The City Sentinel

Diverse local groups come together to support the Fall Peace Festival

Darla Shelden Story by on November 9, 2011 . Click on author name to view all articles by this author. You can follow any responses to this entry through the RSS 2.0. Both comments and pings are currently closed.

The Oklahoma Chapter of the Sierra Club offers calendars, books, and other eco-friendly items at the Fall Peace Festival. Photo by Rena Guay, newmediaactive.com.

By Darla Shelden
Contributing Writer

Over 60 organizations will gather to create a veritable holiday shopper’s paradise at the upcoming Fall Peace Festival on this Sat., Nov 12, from 10:00 a.m. to 4:00 p.m. This eclectic collection of local groups will provide free informative materials, with plenty of refreshments, crafts and other items for sale.

The free event takes place in Oklahoma City at the Civic Center Hall of Mirrors 201 N. Walker, on the west side of Bicentennial Park.

The Sierra Club will be one of the organizations at the event. Established in 1972, the Oklahoma Chapter of the Sierra Club has over 3,000 dues paying members in the state.The environmental groupis committed to preserving and protecting the earth’s wild places and natural resources. The group’s efforts include enhancing sustainable community development in Oklahoma. They will offer calendars, books, and other eco-friendly items.

The Oklahoma Food Cooperative links local farmers and other producers with those across the state who want local, nutritious food that tastes good. Beginning in 2003 with 60 members and four pick-up sites, the co-op today has nearly 4,000 members and nearly 50 pickup locations.

OFC founder Bob Waldrop said, “We were doing local food before it became trendy. Folks who shop the Oklahoma Food Cooperative can choose from more than 4,000 products from as many as 100 Oklahoma producers. We’ve got it all – taste, nutrition, safety – while at the same time supporting our local economies and producers during these difficult times.”

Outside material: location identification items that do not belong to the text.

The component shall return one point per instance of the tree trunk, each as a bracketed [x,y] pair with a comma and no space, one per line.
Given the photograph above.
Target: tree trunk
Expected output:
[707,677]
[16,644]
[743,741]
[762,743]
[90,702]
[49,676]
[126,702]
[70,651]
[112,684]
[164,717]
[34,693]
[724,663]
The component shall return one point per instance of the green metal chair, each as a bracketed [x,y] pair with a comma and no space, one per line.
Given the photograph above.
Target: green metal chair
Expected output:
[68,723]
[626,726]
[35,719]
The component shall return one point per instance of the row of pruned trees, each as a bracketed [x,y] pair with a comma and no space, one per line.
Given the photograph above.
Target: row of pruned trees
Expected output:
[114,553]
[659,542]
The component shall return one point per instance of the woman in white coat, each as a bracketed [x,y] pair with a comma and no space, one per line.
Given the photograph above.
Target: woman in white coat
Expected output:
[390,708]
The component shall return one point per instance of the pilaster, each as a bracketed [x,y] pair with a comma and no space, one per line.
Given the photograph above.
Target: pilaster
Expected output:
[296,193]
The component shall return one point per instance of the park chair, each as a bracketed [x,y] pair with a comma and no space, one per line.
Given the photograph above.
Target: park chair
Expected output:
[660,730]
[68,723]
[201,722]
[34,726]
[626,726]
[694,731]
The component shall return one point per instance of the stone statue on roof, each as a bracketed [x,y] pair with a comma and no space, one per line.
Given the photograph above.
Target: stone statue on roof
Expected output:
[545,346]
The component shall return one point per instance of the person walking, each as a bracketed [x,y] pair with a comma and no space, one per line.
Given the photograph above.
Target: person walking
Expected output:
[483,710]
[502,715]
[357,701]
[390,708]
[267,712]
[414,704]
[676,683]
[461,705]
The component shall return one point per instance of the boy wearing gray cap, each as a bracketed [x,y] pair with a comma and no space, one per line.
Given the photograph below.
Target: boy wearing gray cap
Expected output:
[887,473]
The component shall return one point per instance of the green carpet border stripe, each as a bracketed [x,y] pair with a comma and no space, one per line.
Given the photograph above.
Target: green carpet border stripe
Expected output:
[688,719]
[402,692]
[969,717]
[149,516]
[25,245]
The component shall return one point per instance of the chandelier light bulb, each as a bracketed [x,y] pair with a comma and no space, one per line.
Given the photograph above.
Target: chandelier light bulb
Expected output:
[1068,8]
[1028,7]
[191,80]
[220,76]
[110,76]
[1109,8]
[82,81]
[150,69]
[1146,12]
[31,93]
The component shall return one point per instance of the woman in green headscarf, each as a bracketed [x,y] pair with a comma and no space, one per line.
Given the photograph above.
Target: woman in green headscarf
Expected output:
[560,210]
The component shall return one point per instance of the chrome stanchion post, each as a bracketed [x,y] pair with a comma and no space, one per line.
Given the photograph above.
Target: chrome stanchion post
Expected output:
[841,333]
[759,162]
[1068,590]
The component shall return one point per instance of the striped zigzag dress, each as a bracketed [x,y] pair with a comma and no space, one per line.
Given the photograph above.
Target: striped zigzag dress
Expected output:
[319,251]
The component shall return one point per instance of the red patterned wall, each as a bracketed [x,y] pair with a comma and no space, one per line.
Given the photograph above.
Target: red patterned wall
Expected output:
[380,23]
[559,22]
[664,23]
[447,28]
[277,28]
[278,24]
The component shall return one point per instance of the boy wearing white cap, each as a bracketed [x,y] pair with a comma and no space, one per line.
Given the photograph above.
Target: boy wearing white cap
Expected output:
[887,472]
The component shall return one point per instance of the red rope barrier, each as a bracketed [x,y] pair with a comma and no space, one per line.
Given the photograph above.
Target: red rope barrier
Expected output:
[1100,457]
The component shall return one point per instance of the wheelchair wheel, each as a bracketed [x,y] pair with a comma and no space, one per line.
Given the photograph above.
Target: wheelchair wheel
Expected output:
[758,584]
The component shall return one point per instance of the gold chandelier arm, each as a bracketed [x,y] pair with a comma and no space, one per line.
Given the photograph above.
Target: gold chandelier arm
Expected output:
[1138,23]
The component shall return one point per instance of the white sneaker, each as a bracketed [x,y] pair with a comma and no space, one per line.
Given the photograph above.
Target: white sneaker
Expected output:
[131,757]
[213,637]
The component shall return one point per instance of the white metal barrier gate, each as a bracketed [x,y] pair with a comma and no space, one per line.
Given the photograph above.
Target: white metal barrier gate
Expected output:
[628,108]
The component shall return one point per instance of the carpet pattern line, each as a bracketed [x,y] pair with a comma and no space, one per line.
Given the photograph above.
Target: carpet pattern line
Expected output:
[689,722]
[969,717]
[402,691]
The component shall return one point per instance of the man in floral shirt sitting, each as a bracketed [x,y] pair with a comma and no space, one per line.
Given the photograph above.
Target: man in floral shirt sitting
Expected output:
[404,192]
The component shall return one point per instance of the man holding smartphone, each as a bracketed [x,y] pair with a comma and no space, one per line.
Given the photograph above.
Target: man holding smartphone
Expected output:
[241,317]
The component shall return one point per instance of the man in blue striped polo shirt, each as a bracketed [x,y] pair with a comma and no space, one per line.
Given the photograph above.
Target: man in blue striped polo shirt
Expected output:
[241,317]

The Cimarron Alliance Foundation, another long time participant, works to educate the public about the critical issues facing gays and lesbians in Oklahoma. It supports educational efforts that validate personal identity, promotes public enlightenment, and advances equality for lesbian, gay, bisexual and transgender (LGBT) Oklahomans. In 1995 the Cimarron Alliance political action committee (PAC) was founded by a core group of Oklahoma City lesbians and gay men. The strength of this committee gave birth to what is known today as the Cimarron Alliance Foundation.

Americans United for Separation of Church and State (AU) is a nonpartisan educational organization dedicated to preserving the constitutional principle of church-state separation. Its goal is to contribute to ensuring religious freedom for all Americans.

AU represents over 70,000 members and 5,000 churches and other houses of worship nationwide. The Oklahoma City Chapter is based in Oklahoma City. AU-OK works to mobilize activists to support church/state separation, and when necessary they join with the national organization to litigate to preserve First Amendment liberties and safeguards.

James Nimmo, AU-OK communications chair said, “The OKC chapter of Americans United for Separation of Church & State is delighted to support other non-profit organizations that work to educate Oklahoma’s citizens in the principals of civil rights.This history of the United States is centered on its people taking responsibility for their own actions without causing harm to others as they exercise their initiatives as well.”

The Education & Employment Ministry (TEEM) is another organization taking part in the festival. With 16% of Oklahomans living below the poverty level, TEEM strives to provide comprehensive educational courses to the community to serve as an important stepping stone out of poverty. TEEM has operated free of charge to participants over the past 24 years, serving over 12 thousand individuals and families in Oklahoma’s 77 counties by providing education, job training and placement and social services.

The Oklahoma City Community College (OCCC) Advocates for Peace club is led by Professor Stephen Morrow. He works with students to promote peace around campus through events and guest speakers at club meetings. Morrow’s Advocates for Peace class teaches students about people from different geographical and cultural backgrounds. OCCC Advocates for Peace vice president Jorj Krrzyzaniack said he believes reaching out to the people around you is the first way to advocate peace. “You spread joy to the people you encounter and then they’re going to carry that on to the people they deal with for the rest of the day.”

The Oklahoma Conference of Churches connects and empowers members of the Christian communities throughout Oklahoma on issues of faith and social justice. This organization brings many religious groups together to learn about each other through conversation and action. The Conference of Churches mission is to achieve social justice for all people through faith-based leadership, education, advocacy and partnerships.

The OCC IMPACT program tracks bills before the Oklahoma Legislature keeping people informed on issues concerning poverty, the environment, immigration, education and criminal justice.

Peace House Director Nathaniel Batchelder said, “The Peace Festival is a time of public connection and support for these local groups.”